Mimi has supper on the stove, every hair in place, and she’s put away under the sink the old maternity dress and rubber gloves that she wore to scrub the floor. Clark Kent changes in a phone booth. Superwomen are more discreet.
He slips his arms around her waist. “Where’s Madeleine?”
“Out playing.”
“What are you doing between now and supper?”
She whispers her answer in his ear.
“What would your maman say?” He lets his hands slide down over her bottom, and pulls her to him.
She rests her elbows on his shoulders and looks up at him. “Why do you think my maman had thirteen kids?”
He laughs. “You got eleven to go, Missus, what kind of Catholic girl are you?”
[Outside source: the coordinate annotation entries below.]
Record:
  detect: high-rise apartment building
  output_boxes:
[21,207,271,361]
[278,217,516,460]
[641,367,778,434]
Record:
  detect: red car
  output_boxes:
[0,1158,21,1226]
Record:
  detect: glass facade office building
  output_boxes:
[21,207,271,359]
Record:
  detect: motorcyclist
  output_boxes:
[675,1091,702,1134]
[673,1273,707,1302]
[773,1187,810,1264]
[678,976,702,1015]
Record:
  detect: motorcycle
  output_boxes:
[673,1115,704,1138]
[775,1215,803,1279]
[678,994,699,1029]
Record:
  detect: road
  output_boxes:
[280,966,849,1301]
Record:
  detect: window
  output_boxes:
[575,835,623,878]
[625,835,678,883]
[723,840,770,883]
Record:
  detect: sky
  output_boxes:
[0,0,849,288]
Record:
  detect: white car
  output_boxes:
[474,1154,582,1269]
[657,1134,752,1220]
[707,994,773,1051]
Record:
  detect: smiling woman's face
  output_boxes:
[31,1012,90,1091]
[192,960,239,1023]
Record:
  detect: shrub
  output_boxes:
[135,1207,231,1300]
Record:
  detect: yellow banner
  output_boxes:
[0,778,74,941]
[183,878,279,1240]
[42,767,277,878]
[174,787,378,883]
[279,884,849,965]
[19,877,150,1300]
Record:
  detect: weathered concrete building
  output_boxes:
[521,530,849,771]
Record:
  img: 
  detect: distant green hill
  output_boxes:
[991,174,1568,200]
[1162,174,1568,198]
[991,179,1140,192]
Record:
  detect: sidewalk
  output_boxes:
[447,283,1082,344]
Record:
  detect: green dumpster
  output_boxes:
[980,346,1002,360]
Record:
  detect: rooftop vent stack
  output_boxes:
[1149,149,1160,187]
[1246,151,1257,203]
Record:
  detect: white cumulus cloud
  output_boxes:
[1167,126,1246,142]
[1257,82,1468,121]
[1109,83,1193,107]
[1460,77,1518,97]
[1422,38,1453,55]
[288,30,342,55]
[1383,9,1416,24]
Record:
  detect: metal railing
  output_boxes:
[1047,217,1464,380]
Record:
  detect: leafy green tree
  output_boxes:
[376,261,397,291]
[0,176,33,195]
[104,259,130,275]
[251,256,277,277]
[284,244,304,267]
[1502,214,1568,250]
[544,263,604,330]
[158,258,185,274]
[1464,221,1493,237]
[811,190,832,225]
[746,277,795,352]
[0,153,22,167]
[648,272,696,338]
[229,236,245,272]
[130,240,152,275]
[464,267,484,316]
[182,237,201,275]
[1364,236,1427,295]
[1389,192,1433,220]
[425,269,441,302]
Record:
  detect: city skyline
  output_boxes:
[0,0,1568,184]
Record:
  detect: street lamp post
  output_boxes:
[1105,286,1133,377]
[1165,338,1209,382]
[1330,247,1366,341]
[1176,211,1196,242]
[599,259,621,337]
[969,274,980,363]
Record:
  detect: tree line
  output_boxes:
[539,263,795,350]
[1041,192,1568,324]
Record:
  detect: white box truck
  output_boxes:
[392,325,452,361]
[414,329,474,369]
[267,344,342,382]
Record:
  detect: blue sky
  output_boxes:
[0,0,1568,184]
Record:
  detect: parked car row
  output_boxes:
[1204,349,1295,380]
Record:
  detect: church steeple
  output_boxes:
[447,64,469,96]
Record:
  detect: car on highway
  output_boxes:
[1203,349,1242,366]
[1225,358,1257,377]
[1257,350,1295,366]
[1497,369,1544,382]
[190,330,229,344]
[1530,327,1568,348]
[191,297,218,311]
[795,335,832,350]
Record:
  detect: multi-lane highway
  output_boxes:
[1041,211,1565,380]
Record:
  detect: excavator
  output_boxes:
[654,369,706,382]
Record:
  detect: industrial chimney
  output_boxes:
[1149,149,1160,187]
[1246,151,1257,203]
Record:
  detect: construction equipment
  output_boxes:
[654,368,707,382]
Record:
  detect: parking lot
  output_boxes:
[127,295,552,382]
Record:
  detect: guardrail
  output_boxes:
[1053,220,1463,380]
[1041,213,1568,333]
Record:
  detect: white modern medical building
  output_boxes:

She bites his neck. “A smart one.”
He follows her up the stairs. He picks up her apron on the way, then her blouse, then a shoe. He waits to catch the other one and it crosses his mind — something Simon said that Jack didn’t dwell on at the time: No one knows it’s you . Can that be literally true? Is it possible no one in Ottawa — at External Affairs or in the Prime Minister’s Office — knows of Jack’s involvement? They would have to know about the American captain, even if Woodley doesn’t. Still, integration of the two militaries is nothing new, USAF could send whomever they want to up here without saying why. But Ottawa would have to know about the plan to shelter a high-level defector. How else would Simon acquire the authority to operate here? Not to mention a Canadian passport for Oskar Fried.
“Catch,” she says, her other shoe poised in her hand.
And he does.
WHY IS THERE ALWAYS one kid in the class who smells? Whom everyone shuns? Kids who have failed a grade inhabit a different world. As though exiled in a desert, even if they are right beside you, they are far away, breathing the bewildered air of a waterless planet. By Friday of the first week it’s established. At recess, Marjorie runs up to Madeleine, touches her and says, “Grace germs, needle!” then gleefully inoculates herself.